For some, like Robert DeNiro in Raging Bull and Christian Bale in The Machinist, that kind of physical transformation was necessary for realism’s sake. This is true for McConaughey as well (at the beginning of the movie Woodroof is given 30 days to live), but in his case the results seem to cut deeper, all the way to his soul. Perhaps more than any other actor who’s put himself through extreme body transfiguration for a role, Matthew McConaughey needed it—to find out what he’s really capable of, to inhabit a character, not just make him good to look at.

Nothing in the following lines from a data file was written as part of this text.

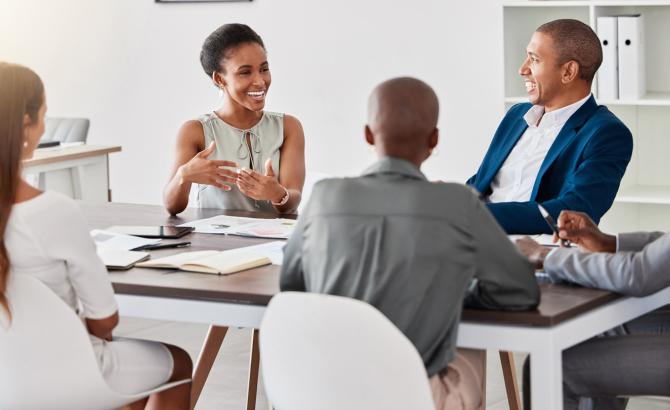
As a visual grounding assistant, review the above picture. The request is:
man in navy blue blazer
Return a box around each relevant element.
[468,19,633,234]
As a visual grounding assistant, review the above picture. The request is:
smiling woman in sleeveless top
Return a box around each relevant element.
[164,24,305,215]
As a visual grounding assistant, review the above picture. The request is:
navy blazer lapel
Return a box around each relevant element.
[480,117,528,191]
[530,95,598,199]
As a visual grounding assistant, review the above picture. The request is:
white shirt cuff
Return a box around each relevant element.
[546,247,560,261]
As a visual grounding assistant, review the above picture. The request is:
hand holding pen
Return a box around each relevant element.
[538,205,570,247]
[552,210,617,253]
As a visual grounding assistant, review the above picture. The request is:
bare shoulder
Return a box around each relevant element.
[177,119,205,149]
[283,114,304,142]
[15,180,43,203]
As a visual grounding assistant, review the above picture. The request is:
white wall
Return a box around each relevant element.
[0,0,506,205]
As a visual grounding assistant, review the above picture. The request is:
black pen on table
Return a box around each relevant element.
[133,241,191,251]
[537,205,570,247]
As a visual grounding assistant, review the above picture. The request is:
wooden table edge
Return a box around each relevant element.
[111,282,273,306]
[25,145,122,167]
[462,292,622,327]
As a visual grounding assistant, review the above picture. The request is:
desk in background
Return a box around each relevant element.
[24,145,121,202]
[80,201,670,410]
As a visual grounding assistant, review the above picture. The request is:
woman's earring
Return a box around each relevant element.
[23,141,28,148]
[218,87,224,98]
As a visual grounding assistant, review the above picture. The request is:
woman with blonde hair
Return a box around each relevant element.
[0,62,192,410]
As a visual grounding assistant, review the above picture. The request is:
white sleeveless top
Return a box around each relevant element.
[197,111,284,212]
[4,191,117,320]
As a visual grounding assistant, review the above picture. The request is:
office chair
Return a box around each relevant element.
[41,117,90,143]
[260,292,435,410]
[0,274,189,410]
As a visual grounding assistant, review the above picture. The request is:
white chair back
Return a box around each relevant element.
[0,274,187,410]
[260,292,435,410]
[41,117,90,143]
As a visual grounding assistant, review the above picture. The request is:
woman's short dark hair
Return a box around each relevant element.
[200,23,265,78]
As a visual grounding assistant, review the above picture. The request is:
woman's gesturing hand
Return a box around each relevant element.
[177,141,238,191]
[237,158,286,202]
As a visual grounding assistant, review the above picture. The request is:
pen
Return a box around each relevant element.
[133,241,191,251]
[537,205,570,247]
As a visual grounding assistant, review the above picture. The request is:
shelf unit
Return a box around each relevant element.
[505,91,670,106]
[503,1,670,232]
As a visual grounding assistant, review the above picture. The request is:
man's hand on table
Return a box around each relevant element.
[516,237,552,269]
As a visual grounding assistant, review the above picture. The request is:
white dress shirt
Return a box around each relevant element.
[488,94,591,203]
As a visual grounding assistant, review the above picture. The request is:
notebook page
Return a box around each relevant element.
[137,250,219,268]
[180,249,271,275]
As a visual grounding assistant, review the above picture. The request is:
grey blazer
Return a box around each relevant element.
[281,156,539,377]
[544,231,668,296]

In Dallas Buyers Club, McConaughey appears liberated, even renewed, by the degradation of his body, as if the curse of beauty had been keeping him boxed up, unable to become the men he portrays because he’s always so busy looking like Matthew McConaughey.

Later this month the Academy of Motion Picture Arts and Sciences will announce the nominations for this year’s Oscar awards, and McConaughey is expected to get a Best Actor nod. It looks like his fiercest competition will come from Robert Redford and Bruce Dern, both Hollywood legends who starred last year in small, introspective films in which very little happened, meaning viewers were free to study the lines of their faces, contemplate their legacies, and bemoan the injustice that they’ve never won a Best Actor Academy Award. If these three men are nominated, things could get interesting. Academy voters love actors who starve themselves almost as much as they love old actors who’ve been around for a long time but have never won an award. It’s transformation versus redemption.

But here’s the thing: McConaughey’s performance provides both. It’s everything voters could ever ask for—the Holy Grail of award-worthy performances. If the Academy truly loves a redemption story, and truly believes that a great acting job is a matter of metamorphosis, both of the actor and by the actor, then Matthew McConaughey, at long last, is their man.